Giga Train mengakibatkan penumpang dari Stasiun Erkner ke Tesla Sud, stasiun yang dimaksud terletak di tempat prasarana manufaktur perusahaan, sekitar 20 mil tenggara Berlin.
Saat ini, 500 orang dapat diangkut dengan kereta api, dengan 120 kursi, ruang untuk sepeda, juga sistem informasi untuk penumpang. Fasilitas ini juga gratis, bukanlah hanya sekali untuk karyawan Tesla, tetapi juga penumpang reguler.
Kapasitas kereta ini dapat mengangkut 4.500 karyawan ke dan juga dari pabrik, berdasarkan tiga shift delapan jam. Satu pemberhentian tambahan akan ditambahkan pasca pengerjaan di area area yang disebutkan selesai.
“Kami sangat senang bahwa kereta shuttle Tesla sekarang bertenaga listrik akibat hal ini sesuai dengan misi perusahaan kami: untuk mempercepat transisi ke energi terbarukan,” kata Theresa Eggler, manajer proyek di area Tesla, untuk media Jerman rbb24, Mulai Pekan (9/9/2024).
Niederbarnimer Eisenbahngesellschaft atau NEB menyatakan ada rencana tambahan untuk mengganti armada dari diesel ke kereta listrik pada akhir tahun ini.
Pengenalan kereta listrik menjadi pilihan yang digunakan bagus bagi karyawan lalu rakyat umum untuk memanfaatkan opsi transportasi yang tersebut lebih tinggi hijau untuk menghemat substansi bakar lalu pemeliharaan mobil dan juga polusi dari kendaraan pribadi.
“Kereta api ini diperkirakan dapat mengurangi 50 ton polusi karbon dioksida dibandingkan dengan kereta api lainnya,” kata Eggler.
Tesla sudah pernah menjadi pemimpin pembaharuan hijau dan juga memperkuat kebijakannya. Ketika perusahaan menghadapi kritik menghadapi penebangan pohon dalam dekat Berlin untuk mendirikan Gigafactory, perusahaan yang disebutkan berinvestasi pada inisiatif penyetoran lebih lanjut dari 1 jt pohon pada 2024 untuk membantu menggantikan kerugian tersebut.

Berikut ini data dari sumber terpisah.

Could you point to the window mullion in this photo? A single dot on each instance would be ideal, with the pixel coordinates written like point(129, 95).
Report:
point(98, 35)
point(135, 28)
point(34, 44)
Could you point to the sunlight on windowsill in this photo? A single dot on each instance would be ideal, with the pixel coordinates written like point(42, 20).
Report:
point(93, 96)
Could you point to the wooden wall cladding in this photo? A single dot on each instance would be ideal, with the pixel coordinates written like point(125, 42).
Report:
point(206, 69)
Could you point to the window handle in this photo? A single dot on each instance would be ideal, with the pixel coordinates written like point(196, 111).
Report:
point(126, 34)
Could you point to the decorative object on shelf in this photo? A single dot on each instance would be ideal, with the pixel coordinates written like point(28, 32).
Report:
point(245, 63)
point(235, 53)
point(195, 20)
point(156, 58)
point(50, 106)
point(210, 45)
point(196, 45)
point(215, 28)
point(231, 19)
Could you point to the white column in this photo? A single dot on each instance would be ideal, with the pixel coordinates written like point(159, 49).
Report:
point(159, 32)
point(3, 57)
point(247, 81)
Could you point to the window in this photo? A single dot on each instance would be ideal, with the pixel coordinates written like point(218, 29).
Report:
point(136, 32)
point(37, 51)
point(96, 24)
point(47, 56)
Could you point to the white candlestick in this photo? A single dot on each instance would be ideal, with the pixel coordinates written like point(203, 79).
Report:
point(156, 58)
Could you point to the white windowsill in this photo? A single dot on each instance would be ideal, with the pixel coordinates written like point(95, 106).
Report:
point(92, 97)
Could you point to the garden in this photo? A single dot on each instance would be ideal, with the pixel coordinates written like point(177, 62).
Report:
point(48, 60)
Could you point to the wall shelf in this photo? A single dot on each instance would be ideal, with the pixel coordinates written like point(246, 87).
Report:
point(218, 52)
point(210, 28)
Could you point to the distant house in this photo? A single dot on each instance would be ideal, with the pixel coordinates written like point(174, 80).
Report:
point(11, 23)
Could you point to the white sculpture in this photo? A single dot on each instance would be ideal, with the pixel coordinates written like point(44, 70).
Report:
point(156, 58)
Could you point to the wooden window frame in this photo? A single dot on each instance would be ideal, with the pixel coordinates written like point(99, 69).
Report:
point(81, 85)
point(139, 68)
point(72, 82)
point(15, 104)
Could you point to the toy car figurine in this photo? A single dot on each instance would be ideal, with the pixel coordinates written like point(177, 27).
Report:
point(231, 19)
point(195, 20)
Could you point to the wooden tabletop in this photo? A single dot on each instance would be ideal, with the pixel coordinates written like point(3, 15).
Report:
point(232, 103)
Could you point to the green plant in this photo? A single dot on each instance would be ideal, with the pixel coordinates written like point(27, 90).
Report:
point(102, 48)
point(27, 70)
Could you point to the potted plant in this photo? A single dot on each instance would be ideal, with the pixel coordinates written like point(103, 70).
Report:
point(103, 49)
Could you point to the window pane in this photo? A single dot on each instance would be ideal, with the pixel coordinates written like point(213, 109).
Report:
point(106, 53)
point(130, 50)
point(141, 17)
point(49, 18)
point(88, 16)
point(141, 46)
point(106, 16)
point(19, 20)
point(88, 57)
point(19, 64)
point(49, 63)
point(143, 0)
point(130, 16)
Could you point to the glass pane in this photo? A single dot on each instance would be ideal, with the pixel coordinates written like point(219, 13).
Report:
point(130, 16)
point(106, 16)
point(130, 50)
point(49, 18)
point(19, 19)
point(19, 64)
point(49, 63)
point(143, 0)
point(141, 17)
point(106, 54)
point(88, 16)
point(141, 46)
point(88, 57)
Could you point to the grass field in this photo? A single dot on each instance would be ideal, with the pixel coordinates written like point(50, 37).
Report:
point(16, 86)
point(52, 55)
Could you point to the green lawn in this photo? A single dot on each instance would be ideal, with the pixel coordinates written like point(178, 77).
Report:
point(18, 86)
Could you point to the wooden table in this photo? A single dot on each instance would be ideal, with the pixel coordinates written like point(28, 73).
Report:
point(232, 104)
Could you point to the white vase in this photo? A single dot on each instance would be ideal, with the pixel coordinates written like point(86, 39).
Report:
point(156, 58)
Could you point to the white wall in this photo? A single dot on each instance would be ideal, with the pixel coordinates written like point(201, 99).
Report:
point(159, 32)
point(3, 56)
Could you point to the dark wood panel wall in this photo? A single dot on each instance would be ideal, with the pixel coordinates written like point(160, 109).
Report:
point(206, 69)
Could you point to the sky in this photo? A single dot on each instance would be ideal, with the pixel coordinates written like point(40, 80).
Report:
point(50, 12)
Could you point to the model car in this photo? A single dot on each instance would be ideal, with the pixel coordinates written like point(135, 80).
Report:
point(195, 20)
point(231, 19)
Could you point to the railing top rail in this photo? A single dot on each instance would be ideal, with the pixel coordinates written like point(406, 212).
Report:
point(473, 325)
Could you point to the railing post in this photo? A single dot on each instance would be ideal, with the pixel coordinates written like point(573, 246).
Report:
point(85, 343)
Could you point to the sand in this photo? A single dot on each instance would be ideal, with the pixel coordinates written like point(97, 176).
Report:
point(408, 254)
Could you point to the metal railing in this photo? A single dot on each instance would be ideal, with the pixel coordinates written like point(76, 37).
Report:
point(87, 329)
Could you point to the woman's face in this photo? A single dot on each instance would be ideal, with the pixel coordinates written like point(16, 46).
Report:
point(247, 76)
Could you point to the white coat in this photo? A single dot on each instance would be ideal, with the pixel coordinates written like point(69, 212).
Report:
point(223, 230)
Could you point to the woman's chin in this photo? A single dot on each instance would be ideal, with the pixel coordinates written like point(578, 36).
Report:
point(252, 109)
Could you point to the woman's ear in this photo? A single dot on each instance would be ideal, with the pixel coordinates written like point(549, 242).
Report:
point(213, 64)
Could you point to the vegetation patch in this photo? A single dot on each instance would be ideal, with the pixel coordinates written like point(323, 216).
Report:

Perusahaan juga terus fokus pada menghemat uang penumpang melalui proyek-proyek seperti inisiatif ride-share yang baru semata diperkenalkan dalam Tampa, yang mengantar penumpang ke beberapa hub yang digunakan berbeda semata-mata dengan 2 dollar Amerika Serikat atau sekitar Mata Uang Rupiah 32 ribu.
Berinvestasi pada produksi kendaraan listrik dapat menjadi kesempatan untuk menyelamatkan planet juga efisiensi. Penelitian menunjukkan pengguna kendaraan listrik menghemat 1.500 dollar Amerika Serikat atau sekira Rupiah 23,2 jt untuk BBM serta pemeliharaan per tahun.